Este último es uno de los productos más comentados por los visitantes: un rollo de gran tamaño cubierto con frosting que, según describe Santacruz, se caracteriza por ser “una explosión de sabores”.
“El muffin de arándanos es así, súper elegante. Se siente la acidez de los arándanos, del limón, pero tiene ese toque dulce que siempre se puede combinar con un filtrado. En cuanto a saladitos, hay sándwiches: el clásico mixto —yo le digo tres quesos porque tiene queso Paraguay—. Hay mbeju también, porque no nos puede faltar un mbeju en el menú, además de sándwiches de pollo y de carne. Es raro porque la gente cree que viene más a tomar café, pero también hay chocolate y matcha”, detalló Janer.
Las cookies también ocupan un lugar especial dentro del menú. Además de la clásica versión, se pueden encontrar variantes como la cookie de chocolate blanco con confites —muy popular entre los niños por sus colores—, así como versiones de Oreo y Red Velvet.
Aunque el menú aún no es muy extenso, Santacruz explicó que la idea es priorizar la calidad y permitir que los clientes puedan ir descubriendo poco a poco cada producto. De hecho, uno de los aspectos que más satisfacción le genera es ver cómo las personas regresan y se animan a probar nuevas opciones en cada visita.

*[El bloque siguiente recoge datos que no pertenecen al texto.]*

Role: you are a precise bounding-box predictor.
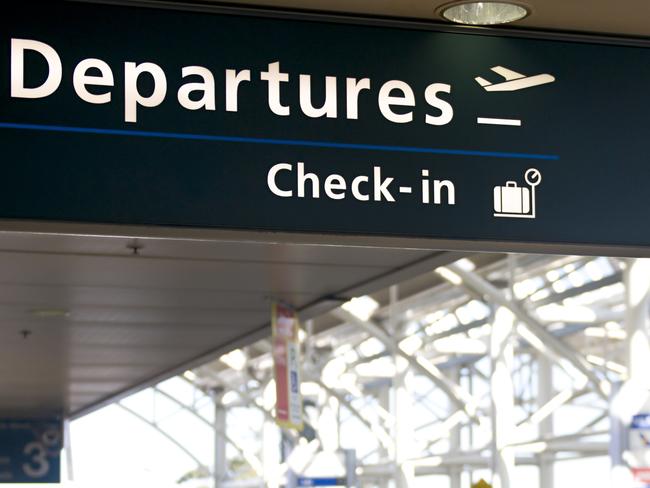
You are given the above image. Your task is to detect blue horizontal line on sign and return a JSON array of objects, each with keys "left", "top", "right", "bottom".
[{"left": 0, "top": 122, "right": 560, "bottom": 160}]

La respuesta del público fue positiva, especialmente durante las tardes y los fines de semana. El local se encuentra frente a una zona por donde circulan buses, lo que facilita que muchas personas, al regresar del trabajo, se acerquen al ver el cartel del local.

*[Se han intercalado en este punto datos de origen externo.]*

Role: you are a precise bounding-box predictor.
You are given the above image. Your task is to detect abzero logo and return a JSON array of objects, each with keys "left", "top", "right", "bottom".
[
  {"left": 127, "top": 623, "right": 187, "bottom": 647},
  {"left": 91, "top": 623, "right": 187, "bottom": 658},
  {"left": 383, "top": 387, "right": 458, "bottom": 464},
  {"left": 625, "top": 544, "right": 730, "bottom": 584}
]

Por las mañanas, el movimiento suele ser más tranquilo, algo característico de los barrios residenciales. Sin embargo, los sábados por la mañana ya se convirtieron en un momento especial, cuando vecinos y visitantes llegan para desayunar y comenzar el día con una buena taza de café.
Más allá de la propuesta gastronómica, Tazabroso busca transmitir una experiencia particular. El local funciona en una casa reacondicionada, lo que refuerza el concepto de cercanía y calidez que sus creadores desean ofrecer. La idea, según Santacruz, es que los clientes se sientan cómodos desde el momento en que ingresan, como si estuvieran en su propio hogar.

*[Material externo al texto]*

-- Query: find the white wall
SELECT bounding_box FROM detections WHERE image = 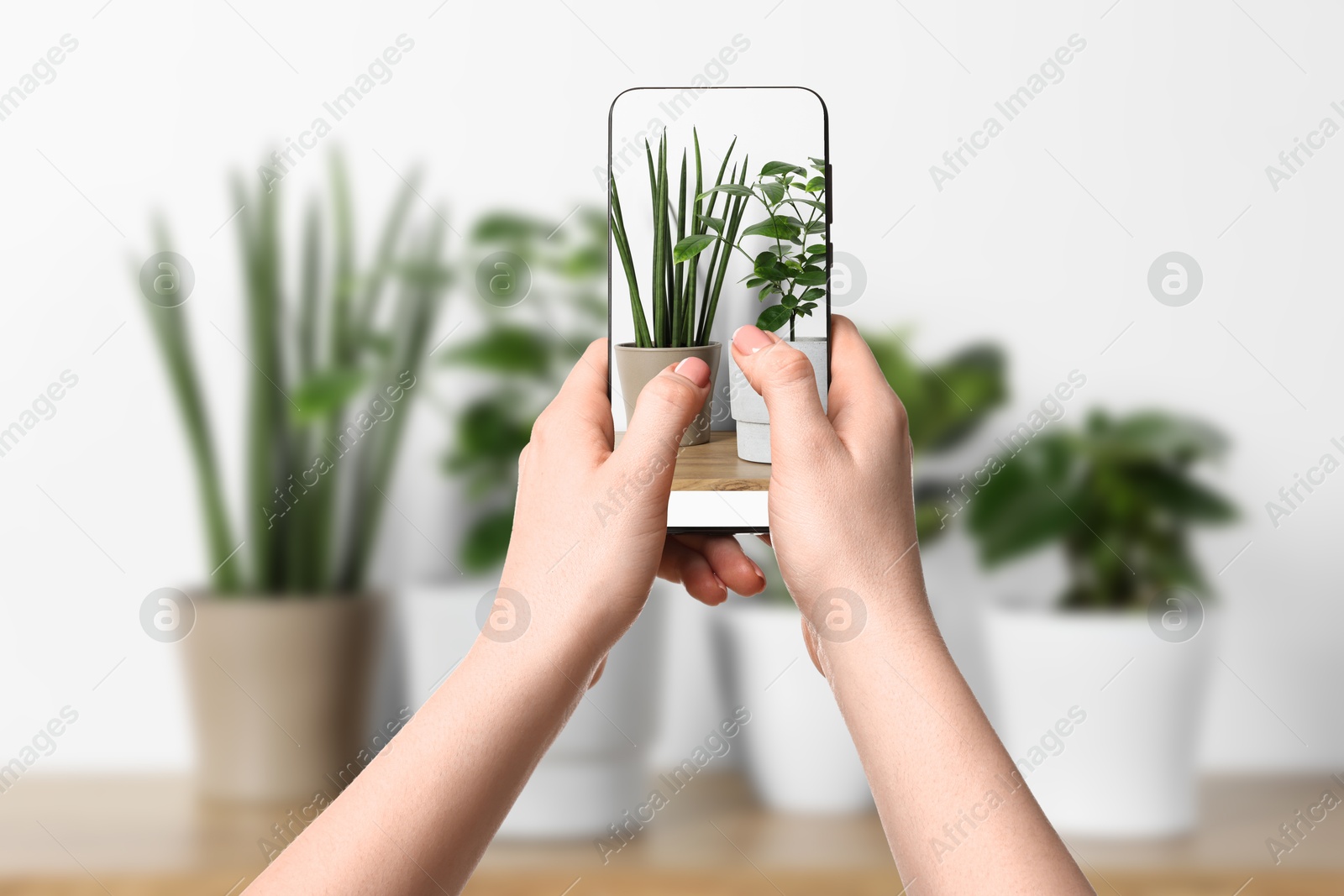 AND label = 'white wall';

El nombre del emprendimiento también tiene una historia curiosa. Tazabroso nació de manera espontánea mientras Janer trabajaba en otra cafetería y probaba un café especialmente bueno junto a sus compañeras. La expresión surgió como un juego de palabras entre “taza” y “sabroso”.
El espacio, además, tiene un espíritu pet friendly. En el local viven Noel y Doroteo, dos gatos rescatados junto a vecinos del barrio que finalmente se quedaron como parte de la familia de la cafetería, convirtiéndose en los “jefes” del lugar y sumando un toque aún más acogedor al ambiente.